Let’s address that elephant in the middle of the room: The concern, voiced by IT leaders, is that cloud service providers oversimplify their solutions and fail to appreciate both the complexity of their potential customers’ applications and their fears that migration could fail. (Growing pains in the cloud: 300 CIOs express their views about barriers to cloud adoption, NTT Com, May 2013) Despite the seemingly insurmountable obstacles that enterprise cloud migrations present, you would be hard-pressed to find a business reliant on its data systems that did not recognize and desire the tactical benefits of the cloud. Thus, the will to migrate is there.
One large complex enterprise application that can be hosted in the cloud is Oracle E-Business Suite (EBS). EBS can be hosted in Amazon Web Service (AWS). AWS has Oracle and EBS templates available for the software distribution. Oracle impressively offers live EBS migration to AWS. Even with pre-existing templates and live migration functionality this migration might be thought about as too risky an operation for companies whose business depends on these applications. Even if the companies are ready to accept the risk, there still exists the larger issue challenge of how to move a large enterprise application that is terabytes in size, such as a 30TB Oracle SAP environment, to the cloud.
So, how do you move such an environment from internal systems into the AWS cloud? Network performance and latency is a key factor to think about. For instance, for lots of customers, network connections to AWS fail to support a sufficiently fast transfer rate. In such a situation it would be difficult to move to the cloud via online migration. A migration would be even harder for big apps that need multiple copies of TBs of data like QA and development. Running development and QA in the cloud is a perfect study for the cloud, where the amount of resources needed varies depending on the development cycle. If the development cycle has actually simply finished a sprint, then it might require a burst in QA capacity to quickly QA the code.

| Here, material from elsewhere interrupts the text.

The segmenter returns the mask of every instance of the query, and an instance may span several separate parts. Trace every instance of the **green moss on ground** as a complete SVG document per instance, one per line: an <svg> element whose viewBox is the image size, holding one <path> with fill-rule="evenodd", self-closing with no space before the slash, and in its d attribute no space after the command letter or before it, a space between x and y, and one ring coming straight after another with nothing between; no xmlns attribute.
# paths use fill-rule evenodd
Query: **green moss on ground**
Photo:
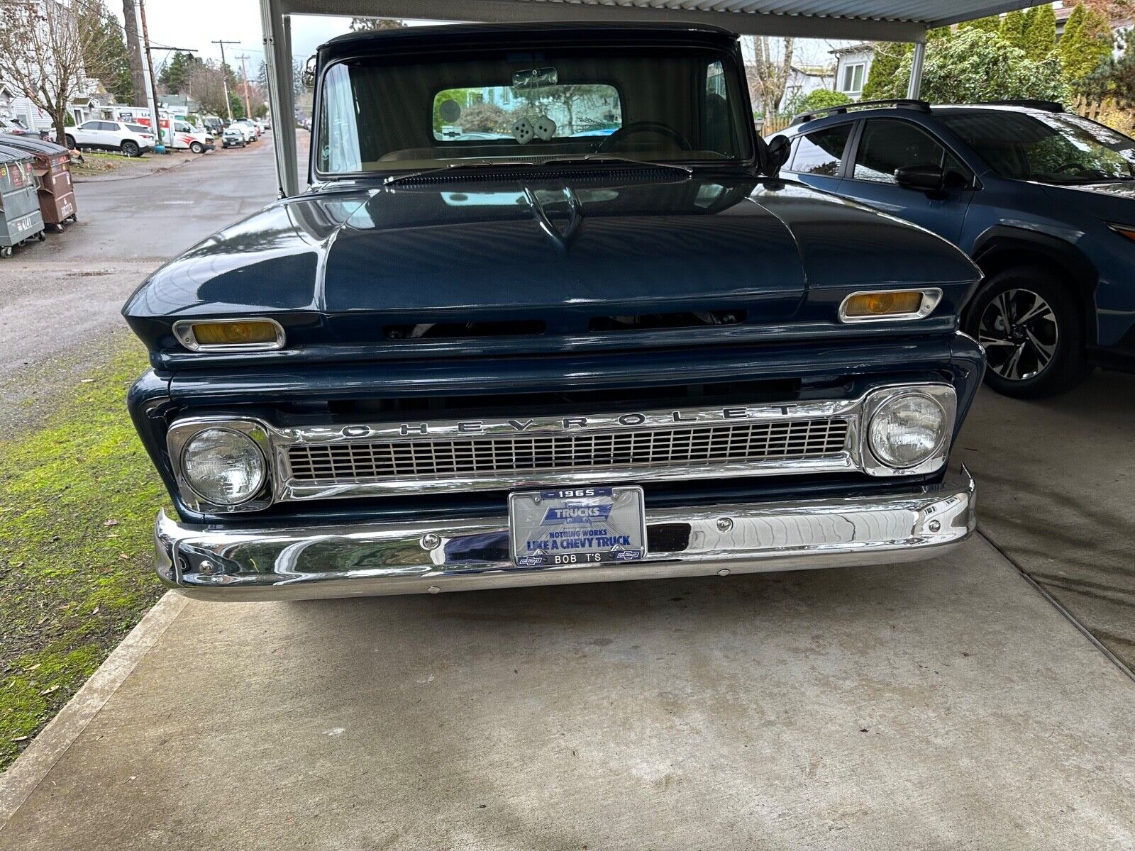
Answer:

Issues while moving to the cloud
The cloud migration issues that companies have been voicing are
- How do we migrate terabytes of data for development and test environments to a cheaper, more reliable cloud facilities?
- How do we keep environments in the cloud in sync with on-premise environments without paying an expensive data transfer cost?
- How do we handle burst capacity throughout high load periods without sustaining continual maintenance/infrastructure costs?
- How do we make sure data is moved securely to the cloud and protected when it is in the cloud?
Moving, syncing, masking and optimally managing terabytes of data in the cloud requires innovation and new technology. There is a new technology that enables moving data effortlessly and easily to the cloud.
Conclusion
The cloud offers tremendous advantages but these advantages can be difficult to obtain due to the inherent obstacles in migrating to the cloud. The biggest challenge to cloud migration for enterprise applications is transferring the huge amounts of data these applications depend upon and generate.